The boys are shooed away from the Highland’s front entrance, and once they’re tucked away at the entrance of the store next door, they’re ready to get down to business in the rain and slush. “[The PacSun Tour] has been absolutely friggin’ amazing. This tour is just so much better than I could have ever expected,” de Torres says, shaking his head in earnest. With the tour coming to an end, the members look back on the experience. “When we first got the offer, we were like, ‘The PacSun Tour…?'” de Torres says, making a skeptical face. “None of us really shopped there… but we’ve had a blast.”
Wright interjects with a laugh, “Since being on this tour, I’ve actually gone to the PacSun store and found shit that I liked. I bought a pair of sweet Nikes and I rock a jacket that’s from there all the time.”
INTERVIEW CONTINUED BELOW
Danger Radio has been playing alongside punk rock’s new superstars Envy on the Coast, as well as The Audition and Another Day Late.
“I get really nervous right before I play, usually because I always think that something’s going to go wrong on our set,” explains de Torres. “Something always goes wrong on our set, and I’m anticipating it, and I’m like, ‘NO! What’s going to happen?'”
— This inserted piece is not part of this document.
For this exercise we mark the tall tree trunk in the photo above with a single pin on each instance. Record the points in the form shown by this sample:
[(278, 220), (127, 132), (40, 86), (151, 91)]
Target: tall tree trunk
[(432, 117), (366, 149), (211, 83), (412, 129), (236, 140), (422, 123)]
If the boys ever fret over a possible broken string or bad sound check, it doesn’t register in their performance. The band, which also includes bassist Marvin Kunkel, drummer/programmer Nico Hartikainen and keyboardist Spencer Phillips, ambushes the stage after Another Day Late with upbeat power that almost startles the usual punk rock show junkie. De Torres urges the crowd to put up their hands and dance, while the band plays most of the songs off their EP, Punch Your Lights Out. The members’ presences during the show perfectly align with the dynamic nature of the songs performed in their set. Sudden tempo changes and reggae and disco-inspired licks, along with de Torres youthful voice, put the pieces together in the band’s dance-your-pants-off puzzle.
If you’re a Danger Radio newbie, though, you may only see the band’s stage presence and upbeat instrumentals. “The things we write about are actually semi-depressing,” Wright admits. Adds de Torres, “I wouldn’t say the lyrics are as depressing as they are… like, I have spiteful things to write about. There are good times and bad times, and we write about both.”